To determine the reaction order with respect to NO2 in the reaction between NO2 and HCl, we can analyze the initial rates of the reaction at varying pressures of NO2 while keeping the pressure of HCl constant. The reaction can be represented as follows:
2 NO2(g) + HCl(g) → NOCl(g) + Cl2(g) + H2O(g)
Understanding Reaction Order
The reaction order with respect to a particular reactant indicates how the rate of reaction changes as the concentration (or pressure, in this case) of that reactant changes. For a reaction of the form:
Rate = k [NO2]^m [HCl]^n
Here, m is the order with respect to NO2, and n is the order with respect to HCl. Since the pressure of HCl is constant, we can focus solely on the changes in pressure of NO2 to determine the value of m.
Data Analysis
We have the following data for the pressures of NO2 and the corresponding initial rates:
- PNO2 = 7.4 torr, Initial Rate = 1.12
- PNO2 = 7.5 torr, Initial Rate = 1.48
- PNO2 = 8.6 torr, Initial Rate = 1.62
- PNO2 = 12.3 torr, Initial Rate = 3.2
- PNO2 = 14.8 torr, Initial Rate = 4.4
- PNO2 = 17.5 torr, Initial Rate = 6.6
- PNO2 = 24.3 torr, Initial Rate = 13.8
Calculating Reaction Order
To find the reaction order with respect to NO2, we can use the method of initial rates. We will compare the rates at different pressures of NO2. A common approach is to take two sets of data points and apply the rate law.

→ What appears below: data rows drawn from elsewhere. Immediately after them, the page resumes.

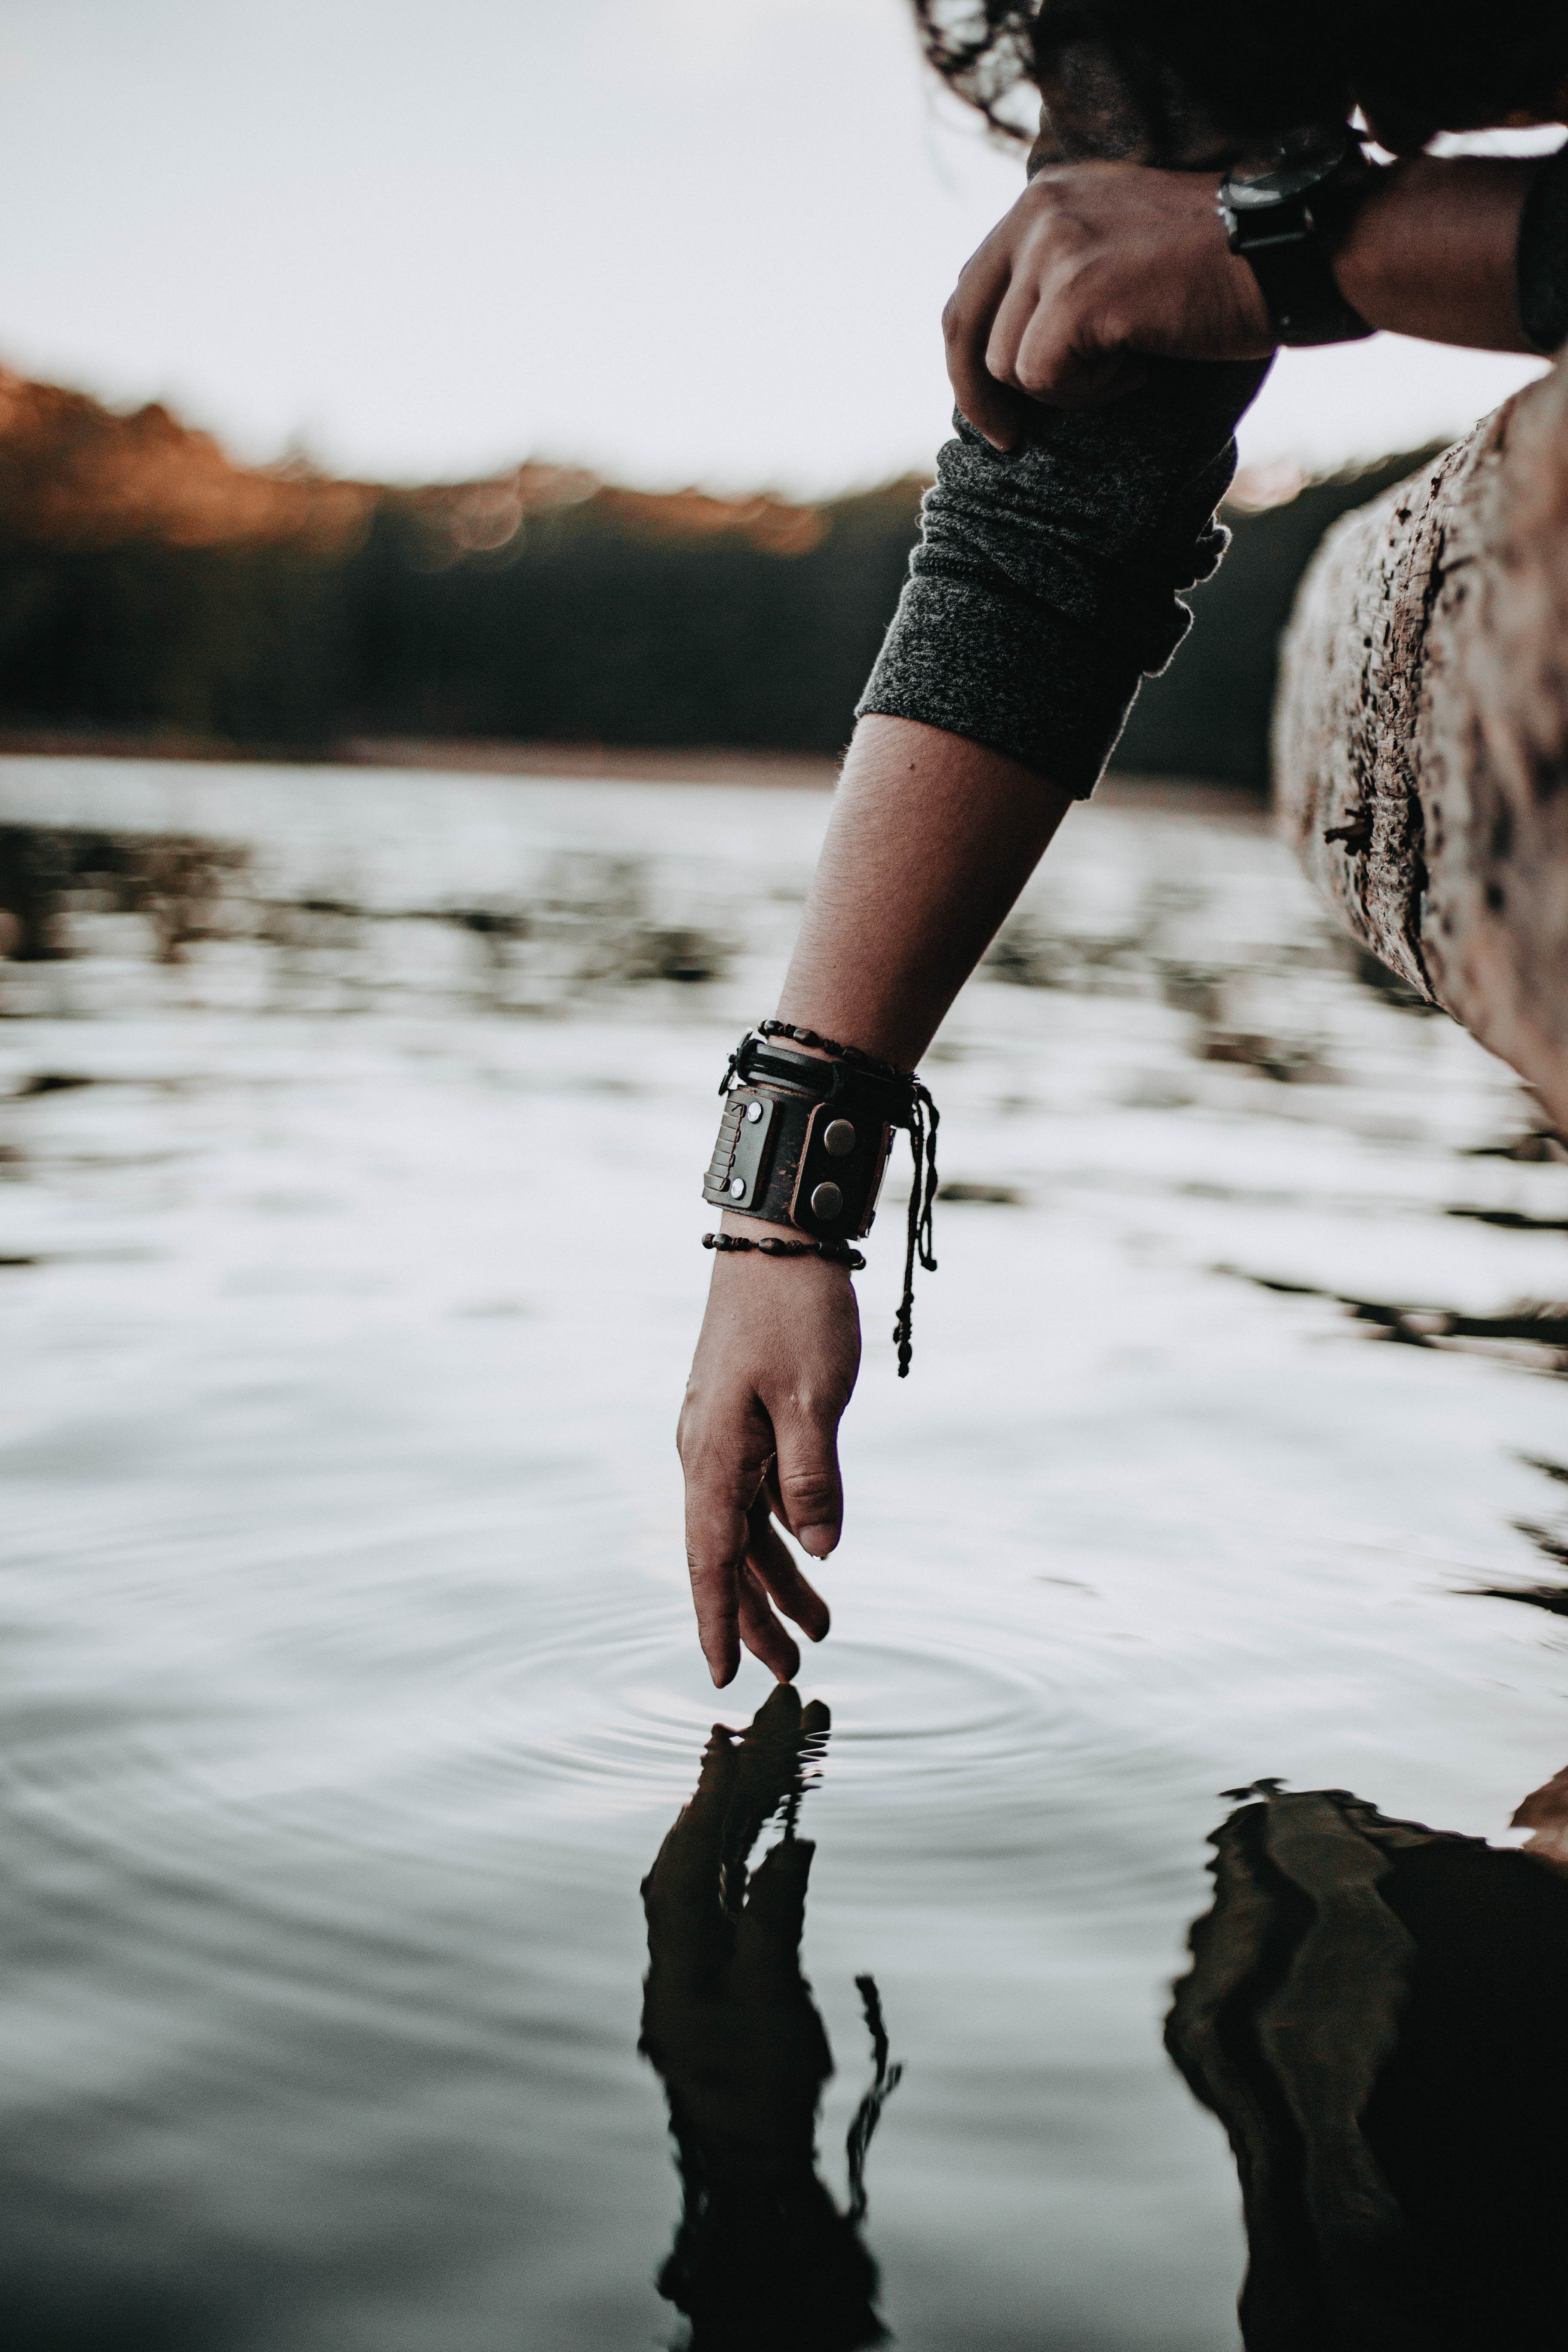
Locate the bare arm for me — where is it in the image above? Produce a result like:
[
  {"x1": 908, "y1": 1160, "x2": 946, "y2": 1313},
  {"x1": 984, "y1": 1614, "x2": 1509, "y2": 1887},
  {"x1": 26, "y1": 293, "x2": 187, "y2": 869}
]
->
[
  {"x1": 1333, "y1": 156, "x2": 1538, "y2": 351},
  {"x1": 775, "y1": 716, "x2": 1074, "y2": 1068},
  {"x1": 677, "y1": 716, "x2": 1073, "y2": 1687}
]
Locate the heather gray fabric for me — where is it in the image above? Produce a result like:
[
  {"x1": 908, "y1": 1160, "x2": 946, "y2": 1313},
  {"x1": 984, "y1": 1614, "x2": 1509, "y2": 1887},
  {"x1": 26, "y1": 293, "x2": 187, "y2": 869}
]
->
[
  {"x1": 856, "y1": 355, "x2": 1270, "y2": 795},
  {"x1": 1519, "y1": 145, "x2": 1568, "y2": 355},
  {"x1": 861, "y1": 146, "x2": 1568, "y2": 800}
]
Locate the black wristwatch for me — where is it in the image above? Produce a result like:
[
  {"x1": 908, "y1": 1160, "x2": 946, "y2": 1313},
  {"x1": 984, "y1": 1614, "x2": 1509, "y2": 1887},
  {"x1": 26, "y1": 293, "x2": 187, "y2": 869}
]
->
[{"x1": 1218, "y1": 125, "x2": 1375, "y2": 347}]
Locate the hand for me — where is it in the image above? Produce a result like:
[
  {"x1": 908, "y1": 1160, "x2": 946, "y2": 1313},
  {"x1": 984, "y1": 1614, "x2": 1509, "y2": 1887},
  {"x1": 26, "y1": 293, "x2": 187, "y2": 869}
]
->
[
  {"x1": 677, "y1": 1226, "x2": 859, "y2": 1687},
  {"x1": 943, "y1": 159, "x2": 1274, "y2": 444}
]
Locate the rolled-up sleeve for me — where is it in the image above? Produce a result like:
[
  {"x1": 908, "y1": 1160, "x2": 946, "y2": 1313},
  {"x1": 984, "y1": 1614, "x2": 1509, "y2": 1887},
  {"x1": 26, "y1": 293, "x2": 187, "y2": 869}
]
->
[{"x1": 857, "y1": 355, "x2": 1271, "y2": 794}]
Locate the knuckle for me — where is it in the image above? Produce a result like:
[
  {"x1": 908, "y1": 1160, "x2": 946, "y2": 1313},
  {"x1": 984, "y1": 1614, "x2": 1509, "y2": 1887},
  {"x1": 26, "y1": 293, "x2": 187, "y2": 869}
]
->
[
  {"x1": 781, "y1": 1380, "x2": 848, "y2": 1427},
  {"x1": 696, "y1": 1431, "x2": 763, "y2": 1486},
  {"x1": 677, "y1": 1406, "x2": 766, "y2": 1490},
  {"x1": 776, "y1": 1465, "x2": 839, "y2": 1519},
  {"x1": 1014, "y1": 349, "x2": 1057, "y2": 397}
]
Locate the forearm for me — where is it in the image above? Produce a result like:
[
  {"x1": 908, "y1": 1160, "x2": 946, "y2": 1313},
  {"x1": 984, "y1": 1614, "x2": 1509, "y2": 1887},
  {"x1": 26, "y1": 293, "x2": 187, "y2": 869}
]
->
[
  {"x1": 1333, "y1": 156, "x2": 1539, "y2": 351},
  {"x1": 772, "y1": 714, "x2": 1074, "y2": 1072},
  {"x1": 689, "y1": 710, "x2": 1064, "y2": 1677}
]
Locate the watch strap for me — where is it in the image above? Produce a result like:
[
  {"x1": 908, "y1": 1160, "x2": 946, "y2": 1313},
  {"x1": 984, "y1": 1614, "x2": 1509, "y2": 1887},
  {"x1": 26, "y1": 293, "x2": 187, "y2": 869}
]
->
[
  {"x1": 1220, "y1": 139, "x2": 1375, "y2": 349},
  {"x1": 1235, "y1": 223, "x2": 1373, "y2": 347}
]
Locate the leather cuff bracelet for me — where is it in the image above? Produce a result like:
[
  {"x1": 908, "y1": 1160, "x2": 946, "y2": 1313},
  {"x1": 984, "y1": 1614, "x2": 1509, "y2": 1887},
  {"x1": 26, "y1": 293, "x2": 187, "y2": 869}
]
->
[
  {"x1": 702, "y1": 1026, "x2": 940, "y2": 1375},
  {"x1": 703, "y1": 1035, "x2": 901, "y2": 1240}
]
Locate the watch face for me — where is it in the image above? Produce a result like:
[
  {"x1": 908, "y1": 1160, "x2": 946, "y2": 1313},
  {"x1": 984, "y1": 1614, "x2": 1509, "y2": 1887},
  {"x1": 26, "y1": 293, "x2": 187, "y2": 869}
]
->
[{"x1": 1226, "y1": 124, "x2": 1354, "y2": 207}]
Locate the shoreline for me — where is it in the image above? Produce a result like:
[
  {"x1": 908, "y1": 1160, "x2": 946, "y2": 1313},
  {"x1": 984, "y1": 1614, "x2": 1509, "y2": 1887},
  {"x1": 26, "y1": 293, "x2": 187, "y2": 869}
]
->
[{"x1": 0, "y1": 726, "x2": 1266, "y2": 814}]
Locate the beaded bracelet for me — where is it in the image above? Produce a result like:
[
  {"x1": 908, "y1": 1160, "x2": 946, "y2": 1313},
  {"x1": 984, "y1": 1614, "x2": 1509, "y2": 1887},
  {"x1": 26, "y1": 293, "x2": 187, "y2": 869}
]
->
[
  {"x1": 754, "y1": 1018, "x2": 906, "y2": 1083},
  {"x1": 703, "y1": 1231, "x2": 867, "y2": 1270}
]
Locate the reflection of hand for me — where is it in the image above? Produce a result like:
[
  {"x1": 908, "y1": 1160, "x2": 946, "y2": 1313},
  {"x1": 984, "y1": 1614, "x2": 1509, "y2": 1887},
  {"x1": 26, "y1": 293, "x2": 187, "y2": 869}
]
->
[
  {"x1": 640, "y1": 1687, "x2": 888, "y2": 2352},
  {"x1": 641, "y1": 1686, "x2": 833, "y2": 2169},
  {"x1": 677, "y1": 1246, "x2": 855, "y2": 1687}
]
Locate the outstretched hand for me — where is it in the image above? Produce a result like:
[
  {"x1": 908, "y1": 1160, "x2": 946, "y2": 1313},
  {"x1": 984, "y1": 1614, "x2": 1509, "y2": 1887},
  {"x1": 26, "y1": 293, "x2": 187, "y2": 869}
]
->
[
  {"x1": 677, "y1": 1237, "x2": 859, "y2": 1687},
  {"x1": 943, "y1": 160, "x2": 1274, "y2": 444}
]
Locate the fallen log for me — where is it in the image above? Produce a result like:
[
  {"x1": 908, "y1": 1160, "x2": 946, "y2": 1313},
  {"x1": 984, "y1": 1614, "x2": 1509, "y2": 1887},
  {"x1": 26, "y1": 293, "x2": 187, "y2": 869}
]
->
[{"x1": 1274, "y1": 358, "x2": 1568, "y2": 1127}]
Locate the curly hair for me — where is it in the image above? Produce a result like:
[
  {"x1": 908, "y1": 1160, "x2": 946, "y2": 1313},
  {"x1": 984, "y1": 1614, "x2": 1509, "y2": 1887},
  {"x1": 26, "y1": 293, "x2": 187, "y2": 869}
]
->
[
  {"x1": 907, "y1": 0, "x2": 1039, "y2": 138},
  {"x1": 909, "y1": 0, "x2": 1568, "y2": 151}
]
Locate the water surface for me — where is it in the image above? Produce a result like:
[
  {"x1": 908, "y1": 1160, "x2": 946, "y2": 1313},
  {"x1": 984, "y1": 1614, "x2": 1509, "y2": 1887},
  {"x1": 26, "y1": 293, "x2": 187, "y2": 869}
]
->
[{"x1": 2, "y1": 756, "x2": 1566, "y2": 2349}]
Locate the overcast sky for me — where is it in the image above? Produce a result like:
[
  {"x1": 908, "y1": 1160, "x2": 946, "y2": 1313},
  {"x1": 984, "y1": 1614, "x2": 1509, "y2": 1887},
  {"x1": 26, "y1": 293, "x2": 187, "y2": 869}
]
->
[{"x1": 0, "y1": 0, "x2": 1552, "y2": 493}]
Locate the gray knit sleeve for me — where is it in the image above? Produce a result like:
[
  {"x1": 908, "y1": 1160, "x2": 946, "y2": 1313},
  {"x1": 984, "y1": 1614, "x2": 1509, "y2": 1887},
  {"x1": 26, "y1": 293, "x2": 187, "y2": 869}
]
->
[
  {"x1": 1519, "y1": 146, "x2": 1568, "y2": 355},
  {"x1": 857, "y1": 355, "x2": 1270, "y2": 795}
]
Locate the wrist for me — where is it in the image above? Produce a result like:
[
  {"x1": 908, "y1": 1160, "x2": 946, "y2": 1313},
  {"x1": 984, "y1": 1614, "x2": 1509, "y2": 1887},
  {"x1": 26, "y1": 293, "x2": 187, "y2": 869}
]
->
[
  {"x1": 1332, "y1": 156, "x2": 1537, "y2": 351},
  {"x1": 1331, "y1": 157, "x2": 1424, "y2": 322},
  {"x1": 701, "y1": 1021, "x2": 940, "y2": 1369}
]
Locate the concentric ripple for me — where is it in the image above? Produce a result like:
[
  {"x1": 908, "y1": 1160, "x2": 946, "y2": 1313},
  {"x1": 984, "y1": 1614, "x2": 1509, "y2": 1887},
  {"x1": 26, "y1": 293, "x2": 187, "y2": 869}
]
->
[{"x1": 476, "y1": 1618, "x2": 1057, "y2": 1807}]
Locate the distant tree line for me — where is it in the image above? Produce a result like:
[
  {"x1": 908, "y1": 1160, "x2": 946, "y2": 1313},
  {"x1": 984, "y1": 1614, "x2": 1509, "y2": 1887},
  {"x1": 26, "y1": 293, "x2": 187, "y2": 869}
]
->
[{"x1": 0, "y1": 368, "x2": 1436, "y2": 792}]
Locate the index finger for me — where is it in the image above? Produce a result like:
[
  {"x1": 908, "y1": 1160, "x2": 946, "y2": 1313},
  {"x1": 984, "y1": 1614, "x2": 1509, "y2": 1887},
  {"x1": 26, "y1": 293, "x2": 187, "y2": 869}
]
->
[
  {"x1": 680, "y1": 1410, "x2": 770, "y2": 1687},
  {"x1": 943, "y1": 257, "x2": 1032, "y2": 451}
]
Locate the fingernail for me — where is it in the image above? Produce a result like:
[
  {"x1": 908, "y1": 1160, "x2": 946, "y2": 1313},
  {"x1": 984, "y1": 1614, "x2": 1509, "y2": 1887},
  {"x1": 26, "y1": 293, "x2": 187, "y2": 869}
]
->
[{"x1": 797, "y1": 1525, "x2": 838, "y2": 1559}]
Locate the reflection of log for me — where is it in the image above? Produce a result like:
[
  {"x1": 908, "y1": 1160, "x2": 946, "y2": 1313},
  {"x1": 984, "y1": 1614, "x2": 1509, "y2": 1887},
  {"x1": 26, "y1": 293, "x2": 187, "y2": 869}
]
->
[{"x1": 1274, "y1": 359, "x2": 1568, "y2": 1128}]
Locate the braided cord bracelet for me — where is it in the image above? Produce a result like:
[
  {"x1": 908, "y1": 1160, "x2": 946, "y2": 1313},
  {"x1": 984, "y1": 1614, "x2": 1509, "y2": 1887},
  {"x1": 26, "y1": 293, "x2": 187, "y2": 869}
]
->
[
  {"x1": 754, "y1": 1017, "x2": 906, "y2": 1083},
  {"x1": 755, "y1": 1021, "x2": 939, "y2": 1370}
]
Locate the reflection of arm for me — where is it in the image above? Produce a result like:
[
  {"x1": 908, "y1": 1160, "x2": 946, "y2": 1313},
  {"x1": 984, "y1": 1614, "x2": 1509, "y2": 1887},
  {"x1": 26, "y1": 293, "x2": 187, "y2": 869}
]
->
[{"x1": 1168, "y1": 1785, "x2": 1568, "y2": 2348}]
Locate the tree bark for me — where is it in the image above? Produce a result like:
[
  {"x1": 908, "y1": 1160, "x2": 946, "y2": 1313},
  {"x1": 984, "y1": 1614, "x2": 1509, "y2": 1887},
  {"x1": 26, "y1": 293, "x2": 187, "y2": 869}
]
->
[{"x1": 1274, "y1": 357, "x2": 1568, "y2": 1127}]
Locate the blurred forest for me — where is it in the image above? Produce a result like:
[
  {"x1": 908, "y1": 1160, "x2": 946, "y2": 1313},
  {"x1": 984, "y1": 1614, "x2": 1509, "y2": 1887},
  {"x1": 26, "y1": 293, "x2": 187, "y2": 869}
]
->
[{"x1": 0, "y1": 368, "x2": 1434, "y2": 791}]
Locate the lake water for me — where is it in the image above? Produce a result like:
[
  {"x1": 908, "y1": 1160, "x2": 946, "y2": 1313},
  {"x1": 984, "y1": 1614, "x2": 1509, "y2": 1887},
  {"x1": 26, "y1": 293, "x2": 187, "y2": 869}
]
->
[{"x1": 2, "y1": 754, "x2": 1567, "y2": 2351}]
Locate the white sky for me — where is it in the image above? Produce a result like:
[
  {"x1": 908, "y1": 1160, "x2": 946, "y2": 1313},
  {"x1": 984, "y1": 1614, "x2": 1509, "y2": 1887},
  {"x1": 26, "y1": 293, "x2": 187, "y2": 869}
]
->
[{"x1": 0, "y1": 0, "x2": 1551, "y2": 493}]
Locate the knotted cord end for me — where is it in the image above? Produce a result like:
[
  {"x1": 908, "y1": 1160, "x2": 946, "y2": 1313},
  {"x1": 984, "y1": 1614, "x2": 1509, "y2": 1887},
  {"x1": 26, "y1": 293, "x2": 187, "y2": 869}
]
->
[{"x1": 894, "y1": 1083, "x2": 940, "y2": 1375}]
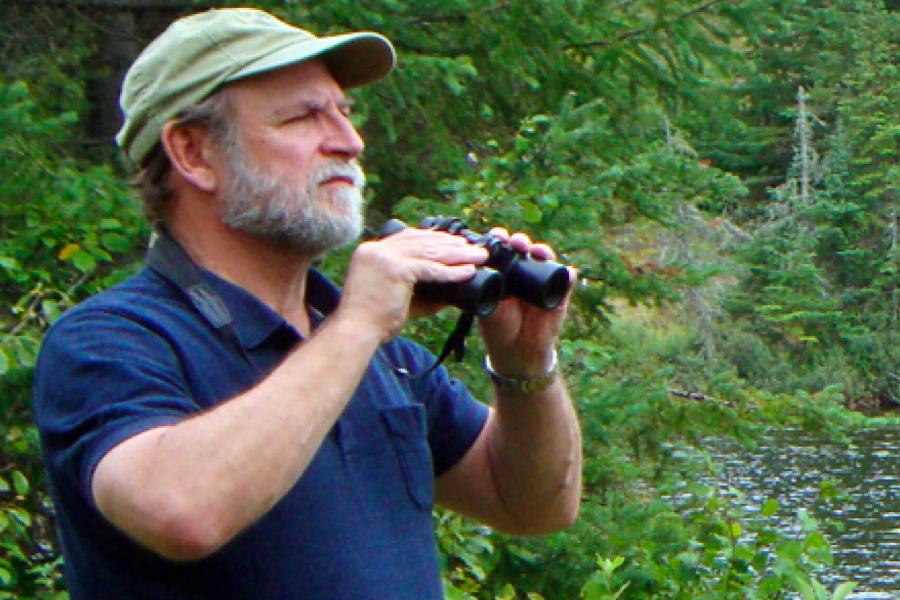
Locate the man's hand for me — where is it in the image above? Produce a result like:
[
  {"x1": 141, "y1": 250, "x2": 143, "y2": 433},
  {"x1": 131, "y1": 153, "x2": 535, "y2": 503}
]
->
[
  {"x1": 477, "y1": 228, "x2": 574, "y2": 378},
  {"x1": 436, "y1": 227, "x2": 582, "y2": 535},
  {"x1": 337, "y1": 228, "x2": 489, "y2": 342}
]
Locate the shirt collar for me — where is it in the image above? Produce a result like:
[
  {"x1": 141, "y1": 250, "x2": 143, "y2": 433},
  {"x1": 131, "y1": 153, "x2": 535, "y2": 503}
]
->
[{"x1": 199, "y1": 267, "x2": 341, "y2": 350}]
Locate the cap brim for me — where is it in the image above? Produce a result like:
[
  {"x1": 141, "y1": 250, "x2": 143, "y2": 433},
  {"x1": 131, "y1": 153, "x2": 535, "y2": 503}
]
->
[{"x1": 227, "y1": 32, "x2": 395, "y2": 89}]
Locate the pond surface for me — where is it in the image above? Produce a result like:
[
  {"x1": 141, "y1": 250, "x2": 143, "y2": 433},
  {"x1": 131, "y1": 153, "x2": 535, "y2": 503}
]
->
[{"x1": 711, "y1": 427, "x2": 900, "y2": 595}]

Let’s compare the data points for PNO2 = 12.3 torr and PNO2 = 24.3 torr:
- At PNO2 = 12.3 torr, Initial Rate = 3.2
- At PNO2 = 24.3 torr, Initial Rate = 13.8
Using the rate law, we can set up the following equation:
Rate1 / Rate2 = (PNO2,1 / PNO2,2)^m
Substituting the values:
3.2 / 13.8 = (12.3 / 24.3)^m
Calculating the left side:
3.2 / 13.8 ≈ 0.231
Calculating the right side:
12.3 / 24.3 ≈ 0.506
Now we have:
0.231 = (0.506)^m
Solving for m
To solve for m, we can take the logarithm of both sides:
log(0.231) = m * log(0.506)
Calculating the logarithms:
log(0.231) ≈ -0.634
log(0.506) ≈ -0.295
Now, substituting these values into the equation gives:
-0.634 = m * (-0.295)
Solving for m:
m ≈ -0.634 / -0.295 ≈ 2.15
Conclusion on Reaction Order
This suggests that the reaction is second order with respect to NO2, as we can round m to the nearest whole number. Therefore, the reaction order with respect to NO2 is approximately 2. This means that if the pressure of NO2 doubles, the rate of reaction will increase by a factor of about four, illustrating the significant impact of NO2 concentration on the reaction rate.